Although Aspergillus heterologous hosts can splice most fungal introns correctly, one must remain cautious that incorrect splicing, which is detrimental to reconstitution, can occur. One published example of incorrect intron processing in A. oryzae was reported by Song et al. during the expression of a Magnaporthe oryzae PKS-NRPS encoded by ACE1.69 RT-PCR of ACE1 expression revealed that one of three introns was not spliced correctly, resulting in no production of any metabolites from the A. oryzae transformant.

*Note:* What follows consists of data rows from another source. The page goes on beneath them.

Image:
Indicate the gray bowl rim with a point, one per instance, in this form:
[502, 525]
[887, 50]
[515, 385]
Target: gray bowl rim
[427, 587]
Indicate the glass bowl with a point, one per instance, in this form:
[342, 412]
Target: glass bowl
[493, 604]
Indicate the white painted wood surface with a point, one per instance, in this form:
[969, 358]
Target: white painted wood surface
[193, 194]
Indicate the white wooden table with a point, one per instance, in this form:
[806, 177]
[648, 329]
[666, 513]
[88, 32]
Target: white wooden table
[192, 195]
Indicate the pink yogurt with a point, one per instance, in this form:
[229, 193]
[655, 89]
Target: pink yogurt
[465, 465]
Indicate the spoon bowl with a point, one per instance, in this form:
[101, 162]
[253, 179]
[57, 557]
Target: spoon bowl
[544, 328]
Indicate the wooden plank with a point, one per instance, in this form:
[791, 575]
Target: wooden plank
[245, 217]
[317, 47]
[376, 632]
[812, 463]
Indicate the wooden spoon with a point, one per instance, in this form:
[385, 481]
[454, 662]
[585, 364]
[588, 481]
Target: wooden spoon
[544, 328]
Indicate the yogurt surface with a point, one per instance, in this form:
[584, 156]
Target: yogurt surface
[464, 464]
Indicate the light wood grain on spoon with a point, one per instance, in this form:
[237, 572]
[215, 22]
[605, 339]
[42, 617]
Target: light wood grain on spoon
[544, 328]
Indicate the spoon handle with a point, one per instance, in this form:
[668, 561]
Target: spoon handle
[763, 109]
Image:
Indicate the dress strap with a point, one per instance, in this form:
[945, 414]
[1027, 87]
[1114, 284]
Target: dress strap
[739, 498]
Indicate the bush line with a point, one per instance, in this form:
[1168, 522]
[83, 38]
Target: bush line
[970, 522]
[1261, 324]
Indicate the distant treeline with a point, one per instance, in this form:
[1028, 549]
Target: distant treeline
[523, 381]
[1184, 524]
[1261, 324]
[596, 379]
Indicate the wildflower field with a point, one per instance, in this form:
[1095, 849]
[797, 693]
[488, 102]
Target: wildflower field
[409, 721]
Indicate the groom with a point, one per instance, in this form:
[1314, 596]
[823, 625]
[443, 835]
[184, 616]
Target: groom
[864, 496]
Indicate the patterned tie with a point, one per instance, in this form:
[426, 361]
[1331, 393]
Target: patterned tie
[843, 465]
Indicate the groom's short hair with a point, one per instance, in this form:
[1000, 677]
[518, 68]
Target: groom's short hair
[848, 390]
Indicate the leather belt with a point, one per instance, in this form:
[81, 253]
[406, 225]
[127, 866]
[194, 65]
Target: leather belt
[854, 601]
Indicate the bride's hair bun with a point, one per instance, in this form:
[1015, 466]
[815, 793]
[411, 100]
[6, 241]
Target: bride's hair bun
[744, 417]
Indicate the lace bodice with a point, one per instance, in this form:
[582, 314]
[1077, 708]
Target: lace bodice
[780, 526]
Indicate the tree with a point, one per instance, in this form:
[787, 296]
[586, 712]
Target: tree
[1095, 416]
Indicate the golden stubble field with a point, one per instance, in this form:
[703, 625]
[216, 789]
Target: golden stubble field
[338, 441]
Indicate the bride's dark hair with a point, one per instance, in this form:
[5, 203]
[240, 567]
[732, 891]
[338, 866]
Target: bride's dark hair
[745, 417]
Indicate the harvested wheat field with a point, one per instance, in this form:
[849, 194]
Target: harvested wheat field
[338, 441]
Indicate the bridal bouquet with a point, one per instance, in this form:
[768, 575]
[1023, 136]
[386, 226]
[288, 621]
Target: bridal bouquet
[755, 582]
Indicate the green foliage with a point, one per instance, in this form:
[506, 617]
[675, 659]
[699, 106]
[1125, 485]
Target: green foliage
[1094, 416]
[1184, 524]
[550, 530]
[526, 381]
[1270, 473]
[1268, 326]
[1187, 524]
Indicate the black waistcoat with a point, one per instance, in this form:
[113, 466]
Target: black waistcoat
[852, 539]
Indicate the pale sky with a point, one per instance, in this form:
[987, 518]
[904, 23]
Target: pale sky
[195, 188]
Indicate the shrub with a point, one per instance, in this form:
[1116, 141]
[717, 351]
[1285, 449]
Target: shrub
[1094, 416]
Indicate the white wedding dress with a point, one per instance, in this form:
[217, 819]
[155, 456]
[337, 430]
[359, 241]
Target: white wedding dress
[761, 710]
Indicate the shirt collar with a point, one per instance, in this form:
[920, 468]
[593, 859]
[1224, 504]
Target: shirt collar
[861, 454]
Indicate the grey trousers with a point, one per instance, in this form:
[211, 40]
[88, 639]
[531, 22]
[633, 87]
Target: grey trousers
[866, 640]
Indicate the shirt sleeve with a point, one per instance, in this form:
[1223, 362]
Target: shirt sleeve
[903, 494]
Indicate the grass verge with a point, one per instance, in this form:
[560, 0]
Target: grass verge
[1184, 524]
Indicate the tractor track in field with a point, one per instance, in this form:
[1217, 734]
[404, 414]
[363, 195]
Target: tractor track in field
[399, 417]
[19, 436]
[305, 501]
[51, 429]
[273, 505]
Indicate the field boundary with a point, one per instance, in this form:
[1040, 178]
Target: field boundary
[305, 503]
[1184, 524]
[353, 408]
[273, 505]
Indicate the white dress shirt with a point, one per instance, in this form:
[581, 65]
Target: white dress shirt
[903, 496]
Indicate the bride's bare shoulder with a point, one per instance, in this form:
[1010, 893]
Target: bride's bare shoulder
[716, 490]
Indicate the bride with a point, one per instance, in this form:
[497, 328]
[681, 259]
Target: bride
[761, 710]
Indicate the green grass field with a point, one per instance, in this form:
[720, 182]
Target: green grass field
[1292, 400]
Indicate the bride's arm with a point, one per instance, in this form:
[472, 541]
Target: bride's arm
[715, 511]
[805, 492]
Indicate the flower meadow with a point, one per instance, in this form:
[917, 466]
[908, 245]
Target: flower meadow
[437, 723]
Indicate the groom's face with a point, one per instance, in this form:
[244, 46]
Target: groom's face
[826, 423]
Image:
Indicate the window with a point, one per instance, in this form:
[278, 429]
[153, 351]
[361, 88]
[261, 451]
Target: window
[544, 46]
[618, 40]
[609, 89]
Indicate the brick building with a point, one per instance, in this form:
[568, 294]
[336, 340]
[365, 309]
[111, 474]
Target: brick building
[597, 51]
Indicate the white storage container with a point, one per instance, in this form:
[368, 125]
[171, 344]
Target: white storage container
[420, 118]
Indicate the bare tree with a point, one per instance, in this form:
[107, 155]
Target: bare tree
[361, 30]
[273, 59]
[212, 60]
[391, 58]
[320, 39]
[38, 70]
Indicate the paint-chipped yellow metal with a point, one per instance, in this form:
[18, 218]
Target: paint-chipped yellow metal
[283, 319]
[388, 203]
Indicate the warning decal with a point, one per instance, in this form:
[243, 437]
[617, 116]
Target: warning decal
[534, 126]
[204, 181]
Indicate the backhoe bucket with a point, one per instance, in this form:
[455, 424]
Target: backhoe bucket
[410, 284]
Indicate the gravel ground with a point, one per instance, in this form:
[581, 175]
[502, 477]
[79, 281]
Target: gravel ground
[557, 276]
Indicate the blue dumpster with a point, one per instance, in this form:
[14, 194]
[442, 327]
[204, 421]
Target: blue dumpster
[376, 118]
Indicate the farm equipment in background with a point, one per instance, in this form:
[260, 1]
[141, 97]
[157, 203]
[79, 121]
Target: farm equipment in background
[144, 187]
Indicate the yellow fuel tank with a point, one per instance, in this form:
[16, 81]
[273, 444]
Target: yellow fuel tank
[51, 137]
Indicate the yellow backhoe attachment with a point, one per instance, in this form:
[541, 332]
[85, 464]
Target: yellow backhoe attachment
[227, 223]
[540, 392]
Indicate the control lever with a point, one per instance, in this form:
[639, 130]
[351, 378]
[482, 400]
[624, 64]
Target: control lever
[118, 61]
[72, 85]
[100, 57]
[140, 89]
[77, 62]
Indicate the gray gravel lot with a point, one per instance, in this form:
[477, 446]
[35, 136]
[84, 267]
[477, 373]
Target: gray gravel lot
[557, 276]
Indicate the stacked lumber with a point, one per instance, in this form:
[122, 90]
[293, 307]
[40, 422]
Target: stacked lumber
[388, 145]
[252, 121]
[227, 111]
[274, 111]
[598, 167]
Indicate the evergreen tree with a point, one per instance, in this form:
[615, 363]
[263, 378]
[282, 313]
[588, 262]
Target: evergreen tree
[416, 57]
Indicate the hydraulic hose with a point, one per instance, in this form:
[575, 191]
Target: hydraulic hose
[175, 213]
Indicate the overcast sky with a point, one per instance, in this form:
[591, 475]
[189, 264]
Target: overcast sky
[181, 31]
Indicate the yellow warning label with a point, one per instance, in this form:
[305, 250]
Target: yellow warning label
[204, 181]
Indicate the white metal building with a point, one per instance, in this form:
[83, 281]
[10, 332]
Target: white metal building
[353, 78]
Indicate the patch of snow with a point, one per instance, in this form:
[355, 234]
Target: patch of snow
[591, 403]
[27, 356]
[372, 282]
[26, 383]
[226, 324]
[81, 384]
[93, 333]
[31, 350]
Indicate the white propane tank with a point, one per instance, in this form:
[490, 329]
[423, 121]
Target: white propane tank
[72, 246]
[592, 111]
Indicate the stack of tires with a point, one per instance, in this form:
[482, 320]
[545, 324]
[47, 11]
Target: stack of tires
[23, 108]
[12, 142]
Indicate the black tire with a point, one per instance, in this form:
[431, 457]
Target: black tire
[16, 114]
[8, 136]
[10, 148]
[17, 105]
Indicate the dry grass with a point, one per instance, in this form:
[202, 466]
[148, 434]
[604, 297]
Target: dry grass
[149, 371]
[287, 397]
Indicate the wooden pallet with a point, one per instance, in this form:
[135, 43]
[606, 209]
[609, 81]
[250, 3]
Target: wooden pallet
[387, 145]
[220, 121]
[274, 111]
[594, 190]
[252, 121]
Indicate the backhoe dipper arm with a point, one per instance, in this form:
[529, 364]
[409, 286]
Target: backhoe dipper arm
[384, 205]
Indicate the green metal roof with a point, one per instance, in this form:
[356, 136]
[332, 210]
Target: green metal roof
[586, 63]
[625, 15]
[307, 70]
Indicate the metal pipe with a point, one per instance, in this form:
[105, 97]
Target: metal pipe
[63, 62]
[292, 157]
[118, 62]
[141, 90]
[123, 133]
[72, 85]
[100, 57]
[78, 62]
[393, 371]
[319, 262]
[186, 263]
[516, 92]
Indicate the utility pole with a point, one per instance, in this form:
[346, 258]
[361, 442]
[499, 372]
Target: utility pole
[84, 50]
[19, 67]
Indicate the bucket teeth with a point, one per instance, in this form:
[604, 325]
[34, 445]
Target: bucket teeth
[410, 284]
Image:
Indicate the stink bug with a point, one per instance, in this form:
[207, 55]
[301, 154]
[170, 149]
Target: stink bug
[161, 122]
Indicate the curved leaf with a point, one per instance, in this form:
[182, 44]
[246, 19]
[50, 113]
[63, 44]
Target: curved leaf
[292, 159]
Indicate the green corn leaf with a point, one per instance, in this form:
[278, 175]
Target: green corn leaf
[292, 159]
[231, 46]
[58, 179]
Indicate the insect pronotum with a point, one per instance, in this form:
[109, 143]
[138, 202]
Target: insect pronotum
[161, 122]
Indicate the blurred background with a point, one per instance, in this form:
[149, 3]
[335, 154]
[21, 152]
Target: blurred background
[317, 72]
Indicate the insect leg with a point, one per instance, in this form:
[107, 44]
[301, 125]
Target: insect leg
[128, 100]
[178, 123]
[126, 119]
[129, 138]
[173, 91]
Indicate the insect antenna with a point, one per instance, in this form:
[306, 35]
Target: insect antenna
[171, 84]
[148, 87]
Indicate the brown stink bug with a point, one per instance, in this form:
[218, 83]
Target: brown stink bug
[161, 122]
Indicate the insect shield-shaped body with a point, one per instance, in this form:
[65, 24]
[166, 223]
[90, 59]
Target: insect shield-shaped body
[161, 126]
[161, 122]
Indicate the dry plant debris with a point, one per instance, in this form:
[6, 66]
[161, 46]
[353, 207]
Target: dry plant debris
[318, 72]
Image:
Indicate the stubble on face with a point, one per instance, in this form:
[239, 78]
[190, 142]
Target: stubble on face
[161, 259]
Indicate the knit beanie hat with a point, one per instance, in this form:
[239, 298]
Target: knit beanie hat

Further heterologous expression attempts using intron-free DNA led to detection of new metabolites, confirming incomplete splicing was the obstacle. Intron splicing is also an issue when expressing Basidiomycota genes in Aspergillus strains since genes from Basidiomycota can contain many introns. Thus, intron-free cDNAs are typically required for refactoring the corresponding pathways.70 Recently, A. oryzae was examined as a suitable host for expressing Basidiomycota diterpene genes directly using genomic DNA sequences.71 Nagamine et al. screened thirty terpene synthases from two Basidiomycota strains to show that A. oryzae can splice most of those genes correctly. In cases where partial splicing is observed, the errors were analyzed and were mostly predictable according to the authors.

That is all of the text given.